The Big E-UAE JIT blog: Lies, Damned Lies, Statistics and Benchmarks

Sunday, July 1, 2012

Lies, Damned Lies, Statistics and Benchmarks

Another nice batch of instructions implemented in the recent update. This is an important milestone: most of the instructions are JIT compiled now, that are used in the Mandelbrot test.

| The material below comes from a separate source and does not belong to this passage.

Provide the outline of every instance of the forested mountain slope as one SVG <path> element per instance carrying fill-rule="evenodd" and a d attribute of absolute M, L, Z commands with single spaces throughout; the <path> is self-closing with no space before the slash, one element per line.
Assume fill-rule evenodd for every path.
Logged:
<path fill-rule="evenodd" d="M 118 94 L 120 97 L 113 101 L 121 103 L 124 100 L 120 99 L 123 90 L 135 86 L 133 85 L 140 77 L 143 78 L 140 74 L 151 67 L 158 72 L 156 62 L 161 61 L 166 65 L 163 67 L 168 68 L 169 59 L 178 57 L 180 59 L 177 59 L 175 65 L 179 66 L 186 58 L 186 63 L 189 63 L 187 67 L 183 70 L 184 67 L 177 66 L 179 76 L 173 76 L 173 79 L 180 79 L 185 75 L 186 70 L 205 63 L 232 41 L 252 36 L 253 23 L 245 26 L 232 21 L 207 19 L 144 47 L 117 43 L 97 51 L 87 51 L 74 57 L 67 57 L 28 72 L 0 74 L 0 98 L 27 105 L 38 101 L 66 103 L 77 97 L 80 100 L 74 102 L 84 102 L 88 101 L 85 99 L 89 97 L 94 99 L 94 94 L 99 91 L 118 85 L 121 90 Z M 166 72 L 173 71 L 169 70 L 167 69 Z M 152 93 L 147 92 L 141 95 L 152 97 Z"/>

Why is it important?

Because finally we can do some benchmarking!

Source: http://wumocomicstrip.com/2012/04/16

The update

So, the changes in this update are:

Implementation of
ADD.x #imm,Dy,
ADD.x regy,Dz,
ADDA.x regy,Az,
ADDI.x #immq,Dy,
AND.x #imm,Dy,
ANDI.x #immq,Dy,
ASL.x #imm,Dy,
ASR.x #imm,Dy,
BTST.L #imm,Dx,
CMP.x #imm,Dy/Ay,
CMPA.W #imm,Ay,
CMPI.x #immq,Dy,
EOR.x #imm,Dy,
EORI.x #immq,Dy,
LSR.x #imm,Dy,
MULS.W Dx,Dy,
MULU.W Dx,Dy,
ORI.x #immq,Dy,
ROL.x #imm,Dy,
SUB.x regy,Dz,
TST.x reg instructions.
Fixed OR.x reg,reg flag dependency.
Recycling of mapped temporary registers is implemented.
Added the possibility of inverting C flag after extracting.
CMP.L #imm,Ax and CMP.W #imm,Ax were removed from the table, there are no such instructions.

Phew, that was a nice long list.

Recycling of the temporary registers

While I was running amok on implementing the selected instructions for the Mandelbrot test, I had to face the inevitable: the shortage of the temporary registers. When I implemented the register allocation subsystem I tried to postpone the fix for this problem, but since a lot more instructions are implemented the consistent translated chunks are getting longer. Suddenly, I got the error message that I wrote a couple months ago:

“Error: JIT compiler ran out of free temporary registers”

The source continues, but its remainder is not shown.